When Junior Carly Kinney, CAS ’13, graduated from high school, she vowed that she was done with math—forever. She was on course for a career in political science. But halfway through her freshman year, she found she kind of missed the quantitative work. So she signed up for a statistics class. And then another.
“I’ve found that I like the statistics classes much more than I thought I would,” says Kinney. And so she devised a rather unusual way to combine her interests: double major in statistics and political science. The point of convergence? In a word, polling. Kinney refers to it as an art.
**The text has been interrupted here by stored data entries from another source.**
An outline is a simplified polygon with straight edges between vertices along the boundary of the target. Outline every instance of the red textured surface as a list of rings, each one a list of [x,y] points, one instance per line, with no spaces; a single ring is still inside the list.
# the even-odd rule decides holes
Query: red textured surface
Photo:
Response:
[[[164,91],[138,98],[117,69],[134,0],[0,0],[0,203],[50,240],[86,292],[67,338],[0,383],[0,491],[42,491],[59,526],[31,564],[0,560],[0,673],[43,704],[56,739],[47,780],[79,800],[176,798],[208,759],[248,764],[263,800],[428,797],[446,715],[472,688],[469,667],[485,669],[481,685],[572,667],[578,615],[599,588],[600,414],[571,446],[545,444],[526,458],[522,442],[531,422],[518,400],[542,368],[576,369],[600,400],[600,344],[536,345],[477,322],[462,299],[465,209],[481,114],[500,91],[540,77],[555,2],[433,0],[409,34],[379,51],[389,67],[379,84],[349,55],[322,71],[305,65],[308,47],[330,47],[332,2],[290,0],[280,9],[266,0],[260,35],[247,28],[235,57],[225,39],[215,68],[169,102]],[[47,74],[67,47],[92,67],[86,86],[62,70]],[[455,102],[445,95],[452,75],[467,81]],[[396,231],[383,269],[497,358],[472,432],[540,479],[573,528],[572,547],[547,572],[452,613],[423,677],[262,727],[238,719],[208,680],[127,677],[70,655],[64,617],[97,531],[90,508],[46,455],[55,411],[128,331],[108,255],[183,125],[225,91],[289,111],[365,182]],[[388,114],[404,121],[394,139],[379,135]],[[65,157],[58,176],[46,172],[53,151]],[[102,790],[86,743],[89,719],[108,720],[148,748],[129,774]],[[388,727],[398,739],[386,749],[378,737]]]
Her career plans now involve elections and public opinion polling.
“Electoral politics and statistics go hand in hand because polling is such an integral part of the election process,” she says. “I’m really interested in elections, so the fact that an election cycle comes around every other year keeps me interested in political science. It changes the politics at every election—which means I never get bored.”
If Kinney was apprehensive about the demands of a double major leaving no time for other activities, like studying abroad and interning and all of the other things going on around campus, she will be able to say she did it all by the time she graduates. She’s studying abroad in Rome for her fall semester, and she completed her second internship this summer working in the public affairs department at Ipsos, a market research company.
“They do a lot of polls, they do corporate reputation studies and different studies for different entities, and I think that’s really interesting because they [do] a lot of statistical analysis,” she says. “I’d love to work more with election polls in the future, perhaps at a research company like Ipsos that designs and conducts them. It seems like a perfect mix of my political interests and statistics, so I think I’d really enjoy it.”
Her first internship was in the polling department at Huffington Post, where she compiled polls and analyzed trends. “You can hardly read a story about any national election without getting some kind of polling results,” she says. “I love being able to follow that closely and delve deeper into what the polls say, and my internships so far have only strengthened that love. At both the Huffington Post and Ipsos, I’ve gotten to meet and work with people who use political polls in their daily work, which has been amazing and a lot of fun.”
Kinney admits that it all can be a bit overwhelming at times. “Coordinating my classes is definitely the biggest challenge of studying both political science and statistics,” she says. “I’m lucky because political science is a large department, which means that there are a lot of different classes that I can fit around my required statistics classes. So juggling the two majors can be done with careful planning.”
Kinney says she would love to be able to use her career to advance social issues she cares about, like gay rights. “I’m not sure how I could use statistics to contribute to that cause,” she says, “but if I got the chance to do so, I’d definitely take it.”